|Abstract or Summary
- Part 1: A Diels-Alder Approach to the Synthesis of Novel Analogues of the Natural
Due to the prevalence of biaryl motifs in natural product synthesis, the Carter
research group has been exploring the utility of a Diels-Alder approach to biaryl
synthesis. The Diels-Alder approach involves a [4+2] cycloaddition between an
acetylene dienophile and a cyclohexadiene, followed by subsequent [4+2]
cycloreversion. This method of biaryl synthesis introduces numerous advantages
compared to the traditional metal-mediated biaryl synthesis procedures, including a lack
of environmentally hazardous transition metals.
The Diels-Alder approach has been used by the Carter group to synthesize the
natural product siamenol. This carbazole alkaloid, isolated from the Murraya siamensis
shrub, has been found to possess moderate activity in the inhibition of the human
immunodeficiency virus (HIV). Previously, synthesis of siamenol had been based on the
traditional metal-mediated cross-coupling approach. Based on this initial synthesis, a
series of novel analogues of siamenol have been synthesized using the Diels-Alder
approach to biaryl synthesis. This project focuses on the synthesis of four such
analogues of siamenol.
Part 2: Advances in Proline-Based Enantioselective Organocatalysis and its Application
to a Novel Synthesis of the Natural Product Aconitine
Organocatalysis, while not a novel concept, has made significant strides in the
last decade with the advent of improved methods of enantioselective organocatalysis.
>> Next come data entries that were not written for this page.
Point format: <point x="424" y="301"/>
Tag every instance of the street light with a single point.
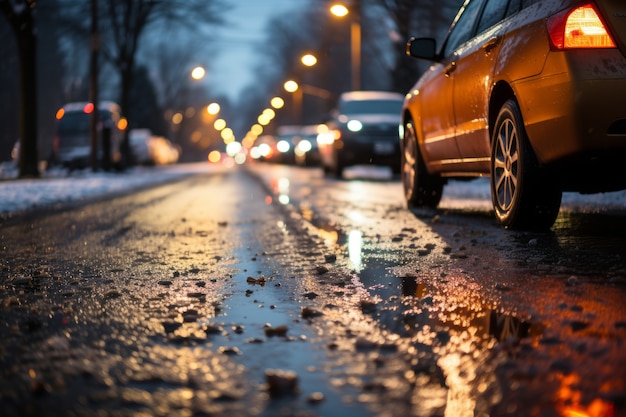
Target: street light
<point x="308" y="60"/>
<point x="198" y="73"/>
<point x="340" y="10"/>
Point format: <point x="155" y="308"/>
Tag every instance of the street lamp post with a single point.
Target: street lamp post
<point x="340" y="10"/>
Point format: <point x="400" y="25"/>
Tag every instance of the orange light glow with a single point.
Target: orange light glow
<point x="215" y="157"/>
<point x="122" y="124"/>
<point x="339" y="10"/>
<point x="584" y="29"/>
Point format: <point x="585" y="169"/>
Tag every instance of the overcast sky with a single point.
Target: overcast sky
<point x="238" y="41"/>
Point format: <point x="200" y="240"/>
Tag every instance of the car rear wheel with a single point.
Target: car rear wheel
<point x="421" y="189"/>
<point x="522" y="193"/>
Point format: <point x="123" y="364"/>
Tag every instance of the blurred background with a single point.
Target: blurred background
<point x="199" y="73"/>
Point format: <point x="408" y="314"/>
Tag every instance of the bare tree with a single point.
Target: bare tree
<point x="123" y="24"/>
<point x="20" y="15"/>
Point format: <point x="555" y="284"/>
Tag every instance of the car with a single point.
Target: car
<point x="306" y="149"/>
<point x="363" y="130"/>
<point x="527" y="92"/>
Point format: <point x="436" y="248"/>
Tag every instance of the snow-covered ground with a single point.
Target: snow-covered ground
<point x="58" y="187"/>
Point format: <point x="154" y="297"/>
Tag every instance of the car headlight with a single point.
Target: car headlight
<point x="354" y="126"/>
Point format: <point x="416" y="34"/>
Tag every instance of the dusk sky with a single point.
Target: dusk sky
<point x="231" y="70"/>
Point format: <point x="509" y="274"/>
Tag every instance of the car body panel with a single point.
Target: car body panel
<point x="572" y="101"/>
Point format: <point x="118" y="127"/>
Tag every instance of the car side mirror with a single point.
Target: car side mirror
<point x="423" y="48"/>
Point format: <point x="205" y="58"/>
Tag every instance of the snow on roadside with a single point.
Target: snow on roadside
<point x="59" y="187"/>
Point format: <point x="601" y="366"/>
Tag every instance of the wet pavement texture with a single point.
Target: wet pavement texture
<point x="275" y="291"/>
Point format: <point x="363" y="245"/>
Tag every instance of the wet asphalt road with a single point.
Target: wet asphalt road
<point x="182" y="299"/>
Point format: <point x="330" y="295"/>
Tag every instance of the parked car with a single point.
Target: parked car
<point x="363" y="130"/>
<point x="306" y="149"/>
<point x="528" y="92"/>
<point x="72" y="144"/>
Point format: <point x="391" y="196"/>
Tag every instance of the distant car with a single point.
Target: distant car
<point x="72" y="144"/>
<point x="531" y="94"/>
<point x="364" y="130"/>
<point x="306" y="149"/>
<point x="139" y="140"/>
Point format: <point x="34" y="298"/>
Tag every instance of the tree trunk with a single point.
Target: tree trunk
<point x="24" y="29"/>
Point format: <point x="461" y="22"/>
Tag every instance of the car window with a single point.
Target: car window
<point x="494" y="12"/>
<point x="514" y="7"/>
<point x="463" y="28"/>
<point x="371" y="107"/>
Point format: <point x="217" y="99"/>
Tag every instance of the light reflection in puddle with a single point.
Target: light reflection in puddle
<point x="355" y="245"/>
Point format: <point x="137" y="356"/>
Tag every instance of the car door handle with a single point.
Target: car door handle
<point x="491" y="43"/>
<point x="450" y="69"/>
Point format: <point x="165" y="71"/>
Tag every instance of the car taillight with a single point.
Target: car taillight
<point x="579" y="28"/>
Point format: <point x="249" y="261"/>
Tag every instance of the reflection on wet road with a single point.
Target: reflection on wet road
<point x="497" y="322"/>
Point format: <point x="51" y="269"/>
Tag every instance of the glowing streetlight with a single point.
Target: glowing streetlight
<point x="308" y="60"/>
<point x="340" y="10"/>
<point x="291" y="86"/>
<point x="277" y="102"/>
<point x="219" y="124"/>
<point x="198" y="73"/>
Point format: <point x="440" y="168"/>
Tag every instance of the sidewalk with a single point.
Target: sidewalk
<point x="60" y="187"/>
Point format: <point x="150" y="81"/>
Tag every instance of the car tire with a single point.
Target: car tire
<point x="522" y="193"/>
<point x="421" y="189"/>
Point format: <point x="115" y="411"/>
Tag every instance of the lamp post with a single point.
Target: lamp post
<point x="340" y="10"/>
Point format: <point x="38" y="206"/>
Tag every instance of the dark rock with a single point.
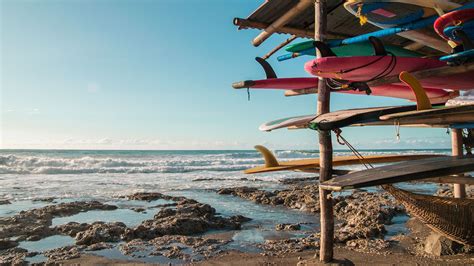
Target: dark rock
<point x="49" y="199"/>
<point x="4" y="202"/>
<point x="7" y="243"/>
<point x="363" y="215"/>
<point x="438" y="245"/>
<point x="446" y="190"/>
<point x="33" y="238"/>
<point x="62" y="254"/>
<point x="189" y="217"/>
<point x="151" y="196"/>
<point x="289" y="227"/>
<point x="72" y="228"/>
<point x="292" y="245"/>
<point x="36" y="222"/>
<point x="99" y="246"/>
<point x="138" y="209"/>
<point x="305" y="198"/>
<point x="101" y="232"/>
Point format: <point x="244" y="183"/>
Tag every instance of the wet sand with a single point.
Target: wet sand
<point x="185" y="231"/>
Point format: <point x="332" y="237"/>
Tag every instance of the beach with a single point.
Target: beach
<point x="197" y="207"/>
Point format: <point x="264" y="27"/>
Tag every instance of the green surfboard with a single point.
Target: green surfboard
<point x="360" y="49"/>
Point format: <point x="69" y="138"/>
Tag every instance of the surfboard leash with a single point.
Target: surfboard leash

Particular advances have been made in the use of proline-based organocatalysts in
catalyzing such reactions as aldol, Mannich and Michael reactions in a highly
enantioselective fashion. The Carter Group has utilized Hua Cat, a proline-based
sulfonamide, to catalyze a series of [2.2.2] bicyclizations based on a Mannich reactionrelated
mechanism. This approach has been utilized to form a precursor to the natural
product aconitine, a known analgesic and antipyretic. The key [2.2.2] bicyclization step
proceeded in a high-concentration (1.0 M), room temperature reaction that produced the
target [2.2.2] octane with a 57% yield and 99% e.e. Further considerations toward the
synthesis of aconitine are also discussed.